Warum Papst Clemens das entlastende Dokument damals nicht veröffentlicht hat, das kann Barbara Frale allerdings auch nicht erklären. Sie vermutet, König Philipp habe ihn eingeschüchtert und bedroht. Immerhin ließ der Papst dem Orden ein Hintertürchen offen, indem er ihn nur suspendierte, nicht auflöste.

Markanter Musikakzent

TC 16:52 – Legenden und Verschwörungen

Erzähler:

Was wurde aus den überlebenden Templern? Aus denen, die nach einem erzwungenen Widerruf aus den Gefängnissen entlassen wurden oder die sich der Verhaftung durch Flucht entzogen hatten? Franjo Terhart hat eine ganz bestimmte Vermutung:

Zuspielung Terhart 1 (1’17“, den ersten Satz bitte streichen):

„Wenige Tage vor diesem berühmten Freitag 1307 hat sich eine Flotte von Schiffen von La Rochelle, das war damals der größte Hafen am Atlantik, der größte Hafen der 

Templer, abgesetzt, und diese Flotte wurde nie mehr gesehen. Also da ist die Frage: Wo ist diese Flotte geblieben, sind da Schiffe untergegangen? Nein, also ich denke, die werden nach Schottland gesegelt sein, denn es gibt dort etwas sehr Faszinierendes, ich hab mir das angeschaut, auf der Mall of Kentaire, einer großen Halbinsel, von dort aus kann man wunderbar nach Nordirland rüber schauen, da finden sich Gräber dieser Templer, die damals dorthin geflohen sein müssen. Also es ist schon davon auszugehen, dass die Schotten die Templer aufgenommen haben und dass sich einige Templer dorthin flüchten konnten.“

Erzählerin:

Die These vom Weiterleben der Templer in Schottland wird von etlichen durchaus seriösen Historikern vertreten. In Portugal und Spanien soll der Orden ebenfalls überlebt und bei der Reconquista, der Zurückeroberung christlichen Territoriums von den Mauren, hervorragende Arbeit geleistet haben. Das rote Templerkreuz leuchtete von den Schiffen von Vasco da Gama und Christoph Kolumbus. 
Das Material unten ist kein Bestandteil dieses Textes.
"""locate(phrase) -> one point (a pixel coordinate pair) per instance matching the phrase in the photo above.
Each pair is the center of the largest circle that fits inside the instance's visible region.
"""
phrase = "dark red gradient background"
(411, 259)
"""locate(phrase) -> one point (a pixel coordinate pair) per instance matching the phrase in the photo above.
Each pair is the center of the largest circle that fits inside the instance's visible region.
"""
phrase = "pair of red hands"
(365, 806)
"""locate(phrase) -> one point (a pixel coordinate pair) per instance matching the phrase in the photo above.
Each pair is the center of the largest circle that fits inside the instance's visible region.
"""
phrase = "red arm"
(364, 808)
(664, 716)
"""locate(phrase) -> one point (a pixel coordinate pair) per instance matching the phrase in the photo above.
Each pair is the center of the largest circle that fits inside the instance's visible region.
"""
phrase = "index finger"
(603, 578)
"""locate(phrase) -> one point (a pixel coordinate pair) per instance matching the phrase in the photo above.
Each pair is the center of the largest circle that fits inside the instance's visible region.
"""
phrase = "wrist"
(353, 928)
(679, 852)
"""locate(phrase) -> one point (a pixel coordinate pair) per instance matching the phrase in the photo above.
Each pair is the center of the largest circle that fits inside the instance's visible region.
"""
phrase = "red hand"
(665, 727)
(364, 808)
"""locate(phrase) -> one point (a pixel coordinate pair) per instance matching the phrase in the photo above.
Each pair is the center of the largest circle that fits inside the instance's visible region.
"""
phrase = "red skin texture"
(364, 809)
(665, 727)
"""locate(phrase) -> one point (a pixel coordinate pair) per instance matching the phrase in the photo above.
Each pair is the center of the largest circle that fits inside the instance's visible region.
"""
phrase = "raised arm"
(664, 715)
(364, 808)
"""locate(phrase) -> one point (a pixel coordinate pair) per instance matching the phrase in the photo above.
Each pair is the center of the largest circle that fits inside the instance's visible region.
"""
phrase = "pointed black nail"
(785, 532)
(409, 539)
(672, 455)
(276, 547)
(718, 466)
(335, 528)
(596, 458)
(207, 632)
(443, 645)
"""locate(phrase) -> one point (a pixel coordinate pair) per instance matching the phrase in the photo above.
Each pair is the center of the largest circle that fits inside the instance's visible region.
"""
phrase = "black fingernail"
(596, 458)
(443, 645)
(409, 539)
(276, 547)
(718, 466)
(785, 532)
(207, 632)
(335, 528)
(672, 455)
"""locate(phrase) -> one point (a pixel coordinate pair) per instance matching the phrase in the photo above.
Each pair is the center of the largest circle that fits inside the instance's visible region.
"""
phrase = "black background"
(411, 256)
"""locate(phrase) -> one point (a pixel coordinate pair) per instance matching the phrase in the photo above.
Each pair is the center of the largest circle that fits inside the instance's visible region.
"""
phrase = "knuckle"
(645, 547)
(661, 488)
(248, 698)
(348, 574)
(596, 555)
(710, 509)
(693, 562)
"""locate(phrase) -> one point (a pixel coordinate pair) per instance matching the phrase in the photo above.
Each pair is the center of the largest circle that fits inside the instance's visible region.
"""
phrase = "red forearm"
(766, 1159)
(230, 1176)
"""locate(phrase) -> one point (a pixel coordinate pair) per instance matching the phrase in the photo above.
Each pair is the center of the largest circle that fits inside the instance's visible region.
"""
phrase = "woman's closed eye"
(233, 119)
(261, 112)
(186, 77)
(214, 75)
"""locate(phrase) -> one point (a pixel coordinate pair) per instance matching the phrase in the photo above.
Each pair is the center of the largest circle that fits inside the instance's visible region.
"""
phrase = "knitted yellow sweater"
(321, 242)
All die anderen spannenden Theorien von Geheimgesellschaften und im Untergrund agierenden Ritterbünden, von einem mysteriösen Orden namens Prieuré de Sion [gespr.: Sión], von verschütteten Krypten und erpresserischen Abbés, all diese Geschichten gehören vermutlich ins Reich der Phantasie. Ebenso wie die immer wieder auflebenden Spekulationen, die Templer hätten esoterisches und magisches Geheimwissen gehütet, und deshalb habe man sie liquidieren müssen. 

Stoff auf jeden Fall genug für hartnäckige Verschwörungstheorien und Legenden.